Let $X$ be a locally compact Hausdorff space. Let $\{ \mu_i\}_{i \in I}$ be a countable collection of finite regular Borel measures on $X$.
Claim: There exists a partition $X = \bigsqcup_{j \in J} X_j$ of $X$ into countably many Borel sets such that each $X_j$ has the following property: all the restricted measures $\mu_i|_{X_j}$ which do not vanish are mutually absolutely continuous.
I feel like this claim should follow from standard facts about decomposing measures. Is this true? Does anyone see a snappy proof?
Actually I think this claim should be false, per examples of the following type.
With a bit of fooling around, one convinces oneself that $X=[0,1]$ does not admit a countable partition respecting the above countable collection of measures, in the sense of my question.
On the other hand, one can show fairly easily that this can be done with an uncountable partition of $X$, though this is not at all helpful for the purpose I'd had in mind. I'm writing an argument (certainly not the best one) for that below the fold, just so that I can record it somewhere.
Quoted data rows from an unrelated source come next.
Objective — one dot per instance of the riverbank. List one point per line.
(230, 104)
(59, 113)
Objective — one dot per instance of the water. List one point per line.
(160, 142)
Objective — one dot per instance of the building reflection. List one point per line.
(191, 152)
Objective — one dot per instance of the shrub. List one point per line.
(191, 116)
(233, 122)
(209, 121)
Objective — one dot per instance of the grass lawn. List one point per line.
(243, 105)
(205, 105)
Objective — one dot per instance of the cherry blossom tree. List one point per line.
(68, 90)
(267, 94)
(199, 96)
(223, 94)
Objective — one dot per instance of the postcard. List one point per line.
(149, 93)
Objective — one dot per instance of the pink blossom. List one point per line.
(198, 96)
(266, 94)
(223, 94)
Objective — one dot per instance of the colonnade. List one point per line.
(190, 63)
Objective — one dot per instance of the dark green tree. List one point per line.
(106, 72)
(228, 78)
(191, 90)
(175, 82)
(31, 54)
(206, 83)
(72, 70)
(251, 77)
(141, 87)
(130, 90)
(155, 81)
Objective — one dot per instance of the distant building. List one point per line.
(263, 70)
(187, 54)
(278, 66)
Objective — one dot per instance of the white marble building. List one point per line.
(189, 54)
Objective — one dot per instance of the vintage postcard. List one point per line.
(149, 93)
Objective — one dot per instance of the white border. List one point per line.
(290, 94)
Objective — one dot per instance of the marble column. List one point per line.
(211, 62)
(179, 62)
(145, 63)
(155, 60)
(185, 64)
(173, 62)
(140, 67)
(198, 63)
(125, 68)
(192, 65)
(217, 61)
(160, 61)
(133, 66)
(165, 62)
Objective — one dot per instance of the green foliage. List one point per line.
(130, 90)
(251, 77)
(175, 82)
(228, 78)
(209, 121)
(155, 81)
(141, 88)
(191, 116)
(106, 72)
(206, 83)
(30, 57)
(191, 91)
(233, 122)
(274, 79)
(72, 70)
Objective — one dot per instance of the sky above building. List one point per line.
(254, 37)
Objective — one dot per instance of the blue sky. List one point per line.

For simplicity, assume each $\mu_i$ is a probability measure. Define a new probability measure $\lambda$ by $\lambda = \sum_{i=1}^\infty 2^{-i} \mu_i$. By construction, $\mu_i \ll \lambda$ for every $i$, so we may choose a Radon-Nikodym derivative $\frac{d \mu_i}{d \lambda}$. Let $Y_i$ denote the set of points $x \in X$ where $\frac{d \mu_i}{d \lambda}$ is nonzero. The main thing to note about $Y_i$ is that $\mu_i$ is zero on $X \setminus Y_i$ and mutually absolutely continuous to $\lambda|_{Y_i}$ on $Y_i$. We can push a bit further by considering, for each subset $S \subseteq I$, the corresponding "Venn diagram region" $X_S = \left(\bigcap_{i \in S} Y_i\right) \cap \left( \bigcap_{i \notin S} X \setminus Y_i \right)$. Observe that, for all $i \in S$, we have that $\mu_i|_{X_S}$ is mutually absolutely continuous with $\lambda|_{X_S}$ whereas, for $i \in I \setminus S$, we have that $\mu_i|_{X_S}=0$. The $\{X_S\}_{S \subseteq I}$ form a partition of $X$ with the desired property, but sadly there are $2^{|I|}$ of them.